Into the Grave (from Everyman)

Everyman is nearing the end of his journey to stand before God to give an account for the deeds he has done. As is the nature of all flesh, his aging body weakens, and he approaches the grave. Beauty and Strength have left him, for they can go no further. Now he wonders if the other companions, Good Deeds, Knowledge, Discretion, and Five-Wits, will leave or stay.

DISCRETION: Everyman, I will after Strength be gone:
As for me, I will leave you alone.

EVERYMAN: Why Discretion, will ye forsake me?

DISCRETION: Yea, in faith, I will go from thee.
For when Strength goeth before,
I follow after evermore.

EVERYMAN: Yet I pray thee, for the love of the Trinity,
Look in my grave once piteously.

DISCRETION: Nay, so nigh will I not come.
Farewell everyone!

EVERYMAN: O all things fail save God alone—
Beauty, Strength, and Discretion.
For when Death bloweth his blast
They all run from me full fast.

FIVE-WITS: Everyman, my leave now of thee I take.
I will follow the others, for here I thee forsake.

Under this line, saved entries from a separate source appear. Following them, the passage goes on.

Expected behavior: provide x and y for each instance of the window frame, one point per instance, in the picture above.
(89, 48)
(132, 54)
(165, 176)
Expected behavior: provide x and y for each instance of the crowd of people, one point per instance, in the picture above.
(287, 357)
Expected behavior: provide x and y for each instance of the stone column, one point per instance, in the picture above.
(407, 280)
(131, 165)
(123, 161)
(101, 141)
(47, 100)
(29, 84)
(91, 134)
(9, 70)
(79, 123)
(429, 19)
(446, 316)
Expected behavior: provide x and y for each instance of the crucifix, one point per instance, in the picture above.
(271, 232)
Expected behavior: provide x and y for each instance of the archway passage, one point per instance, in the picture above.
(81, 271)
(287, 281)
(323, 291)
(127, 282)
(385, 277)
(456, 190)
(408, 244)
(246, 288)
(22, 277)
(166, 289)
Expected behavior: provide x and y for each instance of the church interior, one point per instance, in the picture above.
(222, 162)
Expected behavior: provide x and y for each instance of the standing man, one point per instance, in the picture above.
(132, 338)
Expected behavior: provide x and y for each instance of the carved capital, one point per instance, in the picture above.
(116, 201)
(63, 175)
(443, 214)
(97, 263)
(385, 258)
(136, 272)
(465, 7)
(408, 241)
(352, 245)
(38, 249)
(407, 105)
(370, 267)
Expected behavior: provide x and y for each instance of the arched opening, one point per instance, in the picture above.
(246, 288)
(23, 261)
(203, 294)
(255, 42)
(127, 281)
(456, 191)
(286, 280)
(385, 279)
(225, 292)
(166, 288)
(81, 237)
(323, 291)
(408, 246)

EVERYMAN: Alas, then may I wail and weep,
For I took you for my best friend.

FIVE-WITS: I will not longer thee keep.
Now farewell, and there an end!

EVERYMAN: O Jesus, help, all hath forsaken me!

GOOD DEEDS: Nay, Everyman, I will abide with thee:
I will not forsake thee indeed;
Thou shalt find me a good friend at need.

EVERYMAN: Much thanks, Good Deeds! Now may I true friends see.
They have forsaken me every one—
I loved them better than my Good Deeds alone.
Knowledge, will ye forsake me also?

KNOWLEDGE: Yea, Everyman, when ye to Death shall go,
But not yet, for no manner of danger.

EVERYMAN: Much thanks, Knowledge, with all my heart!…
Methinks, alas, that I must be gone
To make my reckoning and my debts pay,
For I see me time is nigh spent away.
Take example, all ye that this do hear or see,
How they that I best loved do forsake me,
Except my Good Deeds that bideth truly.

GOOD DEEDS: All earthly things are but vanity.
Beauty, Strength, and Discretion do man forsake,
Foolish friends and kinsmen that fair spake—
All flee, save Good Deeds, and that am I.

. . .

EVERYMAN: Into thy hands, Lord, my soul I commend:
Receive it, Lord, that it be not lost.
As thou me boughtest, so me defend,
And save me from the fiend’s boast,
That I may appear with that blessed host
That shall be saved at the day of doom.

[EVERYMAN and GOOD DEEDS descend into the grave.]

from Everyman, after 1485

This is Part 11 in a series of Sunday segments from this allegory, which I am sharing as much to educate as to entertain. Click here to read previous posts: Part 1: Messenger, Part 2: God, Part 3: Fellowship, Part 4: Kindred, Part 5: Goods, Part 6: Good Deeds, Part 7: Knowledge, Part 8: Confession, Part 9: Other Companions, Part 10: Strength & Beauty Depart.

Everyman is the best surviving example of that kind of medieval drama which is known as the morality play. Moralities apparently evolved side by side with the mysteries and in England were, like them, acted by trade guilds, though they were composed individually and not in cycles. They both have a primarily religious purpose, though their method of attaining it is different. The mysteries endeavored to make the Christian religion more real to the unlearned by dramatizing significant events in Biblical history and by showing what these events meant in terms of human experience. The moralities, on the other hand, employed allegory to dramatize the moral struggle that Christianity envisions as present in every man. The actors are every man and the qualities within him, good or bad, and the plot consists of his various reactions to these qualities as they push and pull him one way or another—that is, in Christian terms, toward heaven or toward hell.